Posted by Daniel December 22, 2007 At 07:13 PM PST
I don't know where you got the 800 acres. All trees were blown over on 800 square miles. The only trees not blown over were in the center and they were striped of limbs and bark as would be expected from an aerial explosion. That there was an aerial explosion is well accepted. What is unknown is what blew up and why.Some scientists claim the object approached at an angle of 115 degrees elevation from 31 degrees north. They used computer simulations for this. The trees do have an'awayfrom' pattern. The pattern is in the shape of a butterfly which is consistent with high altitude explosions.
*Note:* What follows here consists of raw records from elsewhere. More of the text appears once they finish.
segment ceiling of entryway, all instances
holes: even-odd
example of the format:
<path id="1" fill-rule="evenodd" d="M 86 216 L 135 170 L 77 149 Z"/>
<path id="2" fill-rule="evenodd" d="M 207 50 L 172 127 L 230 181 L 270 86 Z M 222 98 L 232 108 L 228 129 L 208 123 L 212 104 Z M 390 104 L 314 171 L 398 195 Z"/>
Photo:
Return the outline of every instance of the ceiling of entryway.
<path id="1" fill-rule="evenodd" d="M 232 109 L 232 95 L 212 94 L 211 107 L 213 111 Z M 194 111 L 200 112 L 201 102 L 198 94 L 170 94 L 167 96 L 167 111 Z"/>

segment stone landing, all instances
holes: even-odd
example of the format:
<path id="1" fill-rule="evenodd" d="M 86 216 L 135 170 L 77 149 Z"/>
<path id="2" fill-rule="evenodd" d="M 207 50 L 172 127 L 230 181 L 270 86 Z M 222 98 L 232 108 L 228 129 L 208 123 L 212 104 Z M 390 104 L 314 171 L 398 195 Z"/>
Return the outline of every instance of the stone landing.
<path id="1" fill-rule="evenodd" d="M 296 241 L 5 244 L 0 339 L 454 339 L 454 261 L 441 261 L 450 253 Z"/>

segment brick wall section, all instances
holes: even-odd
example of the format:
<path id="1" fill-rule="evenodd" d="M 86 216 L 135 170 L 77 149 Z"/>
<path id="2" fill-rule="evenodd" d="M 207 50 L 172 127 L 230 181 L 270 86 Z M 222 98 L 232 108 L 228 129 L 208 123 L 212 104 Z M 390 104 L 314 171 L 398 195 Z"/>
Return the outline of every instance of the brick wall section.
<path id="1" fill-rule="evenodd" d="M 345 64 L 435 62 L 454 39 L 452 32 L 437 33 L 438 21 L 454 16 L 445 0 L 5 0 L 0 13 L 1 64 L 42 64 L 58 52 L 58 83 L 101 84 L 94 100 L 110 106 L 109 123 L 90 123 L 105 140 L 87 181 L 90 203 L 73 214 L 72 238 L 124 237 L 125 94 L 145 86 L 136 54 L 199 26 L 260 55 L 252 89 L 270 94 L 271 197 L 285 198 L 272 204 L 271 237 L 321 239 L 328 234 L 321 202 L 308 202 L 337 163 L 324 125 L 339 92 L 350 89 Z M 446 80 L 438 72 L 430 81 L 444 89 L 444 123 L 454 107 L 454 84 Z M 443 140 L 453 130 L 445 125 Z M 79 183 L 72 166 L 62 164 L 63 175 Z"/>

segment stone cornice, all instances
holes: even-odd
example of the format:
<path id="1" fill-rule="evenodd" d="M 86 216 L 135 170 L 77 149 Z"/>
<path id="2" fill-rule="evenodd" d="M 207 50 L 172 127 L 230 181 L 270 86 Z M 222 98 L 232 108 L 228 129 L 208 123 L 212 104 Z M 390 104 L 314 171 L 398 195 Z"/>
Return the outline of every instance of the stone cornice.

As I said all evidence points to something blew up in the air.


Tunguska Impact Crater

Posted by Peter Cadogan December 24, 2007 At 04:52 AM PST
Whilst it would be great to find the Tunguska impact crater after all these years, I am rather sceptical about the crater-shaped lake referred being it. Not only is the lake far from circular, it just happens to intersect with a sinuous river which has a number of oxbow lakes. I am no expert, but I suspect that this lake is more likely to be an oxbow lake in the making.